Like deer caught in the headlights, many Australian organisations are likely to be somewhat startled or confused by the new mandatory data breach laws coming into effect in just a few weeks. While some may be unclear as to whether the laws will apply to them, others may be uncertain of the steps they should take to ensure compliance.
From February 22, all organisations presently covered by the Australian Privacy Act will also be covered by the Notifiable Data Breaches (NDB) scheme. This means that, should personal information held by an organisation be involved in an eligible breach that’s likely to result in serious harm, it must notify every individual involved.
The new requirements will affect every organisation with an annual turnover of more than $3 million. Exemptions include health services providers, not-for-profits, credit agencies and political parties.
Planning and preparation are key
Faced with such requirements, it is crucial for all organisations who are affected by the NDB scheme to prepare – and the best time to start doing so is right now.
Based on my experience in helping a wide range of organisations build a solid cyber security foundation, there are 10 key steps all organisations should be considering when it comes to IT and data security. These steps are:
- Understand what data is being held: Ensuring effective protection of data must begin with knowing what is being held, where and how it's being stored. Undertake a full audit of all data across your organisation and determine their locations, content and criticality. Where possible, consider combining or reducing these stores to reduce the potential attack surface for criminals.
- Review existing security measures: Once all data – particularly personal data – has been located, do a full review of any protective measures already in place. Consider who has access to the data and by what means, identify any security gaps and obtain expert advice on how these can be closed.
- Undertake remediation: Move quickly to deploy necessary tools and processes to ensure the stored data is as protected as possible. This could involve upgrading existing security tools or deploying new technologies (such as encryption). There is no 'one-size-fits-all' approach that can be taken here, so ensure the measures match your organisation's particular security requirements.
- Develop and test a breach response plan: Despite having solid security defences in place, organisations still need to have a plan in place for what needs to happen should a data breach occur. Consider how those affected will be notified and what steps will be taken to remediate the data store. Once in place, the plans should be tested on a regular basis to ensure they will work when it's required.
- Undertake staff training: All too often data breaches occur, not due to the failure of security technology, but through the actions of staff.

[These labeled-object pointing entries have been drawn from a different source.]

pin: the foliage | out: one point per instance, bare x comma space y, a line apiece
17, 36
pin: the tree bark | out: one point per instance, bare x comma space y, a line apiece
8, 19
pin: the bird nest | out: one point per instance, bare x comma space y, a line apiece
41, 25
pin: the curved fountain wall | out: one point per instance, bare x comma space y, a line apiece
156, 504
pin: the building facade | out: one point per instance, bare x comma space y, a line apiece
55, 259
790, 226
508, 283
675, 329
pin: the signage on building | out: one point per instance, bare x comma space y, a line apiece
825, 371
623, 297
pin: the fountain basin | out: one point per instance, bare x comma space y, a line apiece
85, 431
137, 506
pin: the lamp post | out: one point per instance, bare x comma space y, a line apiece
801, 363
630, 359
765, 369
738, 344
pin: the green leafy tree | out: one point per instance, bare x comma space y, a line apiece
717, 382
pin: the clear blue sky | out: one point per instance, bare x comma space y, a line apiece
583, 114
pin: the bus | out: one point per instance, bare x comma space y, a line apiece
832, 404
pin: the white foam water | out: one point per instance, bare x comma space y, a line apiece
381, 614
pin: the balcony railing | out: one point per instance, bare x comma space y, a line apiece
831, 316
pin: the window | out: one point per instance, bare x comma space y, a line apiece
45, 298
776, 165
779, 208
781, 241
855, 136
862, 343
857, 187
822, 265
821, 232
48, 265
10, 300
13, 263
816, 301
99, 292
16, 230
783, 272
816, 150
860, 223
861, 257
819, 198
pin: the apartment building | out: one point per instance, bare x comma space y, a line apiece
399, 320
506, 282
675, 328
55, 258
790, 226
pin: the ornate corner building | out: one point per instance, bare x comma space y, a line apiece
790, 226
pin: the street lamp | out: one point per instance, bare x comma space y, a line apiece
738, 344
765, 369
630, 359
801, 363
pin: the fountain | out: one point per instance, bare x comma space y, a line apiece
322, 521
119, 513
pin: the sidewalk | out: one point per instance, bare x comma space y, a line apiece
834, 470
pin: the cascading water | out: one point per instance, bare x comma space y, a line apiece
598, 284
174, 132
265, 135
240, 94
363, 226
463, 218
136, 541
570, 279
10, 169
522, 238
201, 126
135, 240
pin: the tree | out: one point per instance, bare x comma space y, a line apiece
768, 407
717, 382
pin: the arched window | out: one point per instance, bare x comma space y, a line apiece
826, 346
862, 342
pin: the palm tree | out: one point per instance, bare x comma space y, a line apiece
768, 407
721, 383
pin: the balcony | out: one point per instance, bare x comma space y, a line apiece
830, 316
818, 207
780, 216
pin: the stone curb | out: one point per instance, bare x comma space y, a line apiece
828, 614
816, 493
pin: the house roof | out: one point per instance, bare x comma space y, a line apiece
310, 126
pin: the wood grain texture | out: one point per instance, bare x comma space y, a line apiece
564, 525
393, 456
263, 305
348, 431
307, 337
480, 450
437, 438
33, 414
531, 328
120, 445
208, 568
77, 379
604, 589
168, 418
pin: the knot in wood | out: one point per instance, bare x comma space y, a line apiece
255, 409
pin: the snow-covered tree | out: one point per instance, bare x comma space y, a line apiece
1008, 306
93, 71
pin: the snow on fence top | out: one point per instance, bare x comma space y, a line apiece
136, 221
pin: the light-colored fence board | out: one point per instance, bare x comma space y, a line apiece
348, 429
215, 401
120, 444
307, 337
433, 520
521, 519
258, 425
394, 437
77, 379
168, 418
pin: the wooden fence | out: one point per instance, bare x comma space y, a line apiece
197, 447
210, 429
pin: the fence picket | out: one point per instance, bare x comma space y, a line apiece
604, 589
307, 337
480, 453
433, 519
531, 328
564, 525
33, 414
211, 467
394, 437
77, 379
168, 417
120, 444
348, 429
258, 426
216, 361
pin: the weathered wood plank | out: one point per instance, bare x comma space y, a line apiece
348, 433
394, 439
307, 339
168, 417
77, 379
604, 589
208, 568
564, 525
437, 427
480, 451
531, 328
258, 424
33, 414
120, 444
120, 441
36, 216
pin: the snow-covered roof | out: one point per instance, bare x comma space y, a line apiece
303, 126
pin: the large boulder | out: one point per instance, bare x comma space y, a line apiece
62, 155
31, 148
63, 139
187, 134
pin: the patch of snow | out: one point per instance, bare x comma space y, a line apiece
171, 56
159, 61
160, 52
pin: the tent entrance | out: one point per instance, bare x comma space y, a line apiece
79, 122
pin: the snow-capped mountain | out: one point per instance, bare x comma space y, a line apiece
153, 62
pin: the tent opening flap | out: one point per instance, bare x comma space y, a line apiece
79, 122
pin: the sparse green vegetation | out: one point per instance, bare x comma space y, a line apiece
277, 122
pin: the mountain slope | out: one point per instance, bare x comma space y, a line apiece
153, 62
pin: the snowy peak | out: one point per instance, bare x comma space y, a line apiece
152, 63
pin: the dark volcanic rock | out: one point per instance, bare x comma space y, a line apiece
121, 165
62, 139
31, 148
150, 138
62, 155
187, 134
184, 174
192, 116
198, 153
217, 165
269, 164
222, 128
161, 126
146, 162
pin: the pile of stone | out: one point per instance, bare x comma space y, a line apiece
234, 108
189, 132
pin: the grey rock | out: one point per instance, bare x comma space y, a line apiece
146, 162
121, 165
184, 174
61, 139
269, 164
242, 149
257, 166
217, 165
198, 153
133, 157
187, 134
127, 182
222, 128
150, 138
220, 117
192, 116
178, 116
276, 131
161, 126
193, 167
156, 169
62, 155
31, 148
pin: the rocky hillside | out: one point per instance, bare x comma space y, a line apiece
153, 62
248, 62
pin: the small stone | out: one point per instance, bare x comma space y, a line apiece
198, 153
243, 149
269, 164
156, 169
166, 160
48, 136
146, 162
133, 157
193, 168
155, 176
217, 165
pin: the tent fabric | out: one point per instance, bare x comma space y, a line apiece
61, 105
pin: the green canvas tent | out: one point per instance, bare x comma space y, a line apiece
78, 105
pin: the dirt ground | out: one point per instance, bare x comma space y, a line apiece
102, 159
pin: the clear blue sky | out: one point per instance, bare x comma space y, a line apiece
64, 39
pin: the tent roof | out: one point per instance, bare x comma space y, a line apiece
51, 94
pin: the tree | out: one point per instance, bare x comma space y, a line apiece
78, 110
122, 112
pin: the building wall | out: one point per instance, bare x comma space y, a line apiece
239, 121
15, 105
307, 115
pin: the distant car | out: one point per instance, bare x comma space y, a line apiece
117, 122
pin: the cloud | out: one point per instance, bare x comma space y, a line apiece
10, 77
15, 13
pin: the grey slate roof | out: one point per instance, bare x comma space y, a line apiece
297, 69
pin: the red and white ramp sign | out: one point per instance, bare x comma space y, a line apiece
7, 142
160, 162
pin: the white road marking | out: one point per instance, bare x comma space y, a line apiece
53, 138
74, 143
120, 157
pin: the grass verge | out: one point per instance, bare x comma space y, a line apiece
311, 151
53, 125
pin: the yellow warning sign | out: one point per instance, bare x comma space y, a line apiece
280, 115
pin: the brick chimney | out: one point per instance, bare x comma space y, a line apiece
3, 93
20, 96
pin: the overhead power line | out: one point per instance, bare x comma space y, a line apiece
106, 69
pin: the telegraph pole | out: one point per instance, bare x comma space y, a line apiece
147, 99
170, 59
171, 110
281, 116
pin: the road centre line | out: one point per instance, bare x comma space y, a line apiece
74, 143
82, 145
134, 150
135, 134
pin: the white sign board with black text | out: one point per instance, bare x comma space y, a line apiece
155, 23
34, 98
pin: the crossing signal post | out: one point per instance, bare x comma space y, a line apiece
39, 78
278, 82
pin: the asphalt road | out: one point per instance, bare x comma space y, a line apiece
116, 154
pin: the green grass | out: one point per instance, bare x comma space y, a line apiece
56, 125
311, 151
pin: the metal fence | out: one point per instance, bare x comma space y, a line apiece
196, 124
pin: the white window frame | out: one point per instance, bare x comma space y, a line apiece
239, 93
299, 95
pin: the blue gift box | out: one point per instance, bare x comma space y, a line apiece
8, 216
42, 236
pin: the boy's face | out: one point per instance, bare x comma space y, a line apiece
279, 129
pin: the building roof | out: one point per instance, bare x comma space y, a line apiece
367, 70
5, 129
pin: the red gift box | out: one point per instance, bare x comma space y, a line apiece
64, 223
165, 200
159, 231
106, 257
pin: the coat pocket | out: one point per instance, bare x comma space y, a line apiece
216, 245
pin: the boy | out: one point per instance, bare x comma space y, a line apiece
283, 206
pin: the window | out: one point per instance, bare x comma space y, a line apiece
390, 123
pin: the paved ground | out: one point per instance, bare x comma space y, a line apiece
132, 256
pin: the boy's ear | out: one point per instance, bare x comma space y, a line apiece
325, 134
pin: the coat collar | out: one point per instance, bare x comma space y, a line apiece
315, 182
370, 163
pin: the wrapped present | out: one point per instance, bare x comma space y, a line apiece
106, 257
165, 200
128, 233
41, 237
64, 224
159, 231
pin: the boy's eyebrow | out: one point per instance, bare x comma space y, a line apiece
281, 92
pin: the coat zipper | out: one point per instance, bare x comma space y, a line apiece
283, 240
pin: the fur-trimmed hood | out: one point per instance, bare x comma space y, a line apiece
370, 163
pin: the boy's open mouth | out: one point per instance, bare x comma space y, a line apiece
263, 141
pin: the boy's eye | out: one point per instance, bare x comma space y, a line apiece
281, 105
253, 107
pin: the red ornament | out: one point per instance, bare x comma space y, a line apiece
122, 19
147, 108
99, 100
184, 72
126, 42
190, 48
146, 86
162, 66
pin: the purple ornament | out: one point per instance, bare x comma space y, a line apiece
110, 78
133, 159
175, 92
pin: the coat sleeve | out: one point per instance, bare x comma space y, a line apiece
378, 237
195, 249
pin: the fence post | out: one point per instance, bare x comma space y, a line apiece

It could be the opening of an infected email attachment, insertion of a rogue USB drive, the loss of a laptop in a taxi or the inadvertent distribution of personal information to external parties. Regular training sessions should be held for all staff so that they understand the risks being faced and their roles in ensuring data remains secure at all times.
- Deploy two-factor authentication: One of the best ways to strengthen secure access to personal information is through the use of two-factor authentication. This means that, should passwords or log-in credentials be compromised, unauthorised access to data is still prevented.
- Properly manage patches and updates: Cyber criminals often leverage weaknesses in IT systems that occur when software patches and updates have not been properly deployed. Have processes in place to ensure your operating systems are up to date patches for operating systems and applications are rolled out as soon as they become available. This should happen both on the central servers housing the data as well as the client devices used to access it.
- Adopt a policy of 'least privilege: Restricting access to data can help to strengthen protection. Ensure all staff have access only to the data they require to complete their role. Unfettered access to all data should be restricted to those who actually require it.
- Ensure senior management buy-in: Perhaps the most important step to take is to ensure senior management are on board and seen to be leading the organisation's data security strategy. A top-down approach will encourage all staff to view the issue seriously and undertake anything they can to reduce the likelihood of a breach.
- Consult an expert: IT security is a complex and constantly changing field. If an organisation doesn't have the required security skills and experience in house, it should turn to an external party to provide guidance and advice.
By following these steps, organisations can be as well placed as possible to reduce their chances of experiencing a data breach. Should one occur, they will also have the necessary processes in place to quickly overcome the setback and minimise any potential fallout.
Australia's new mandatory data breach laws may seem daunting. However, through proper preparation and ongoing monitoring, the likelihood of falling foul of them will be significantly reduced. And, while staying on top of your organisations’ cyber security may seem like a never-ending loop, there are many trained cyber security experts out there – such as the team at Aura Information Security – to help make sense of what your organisation needs to do in order to stay one step ahead.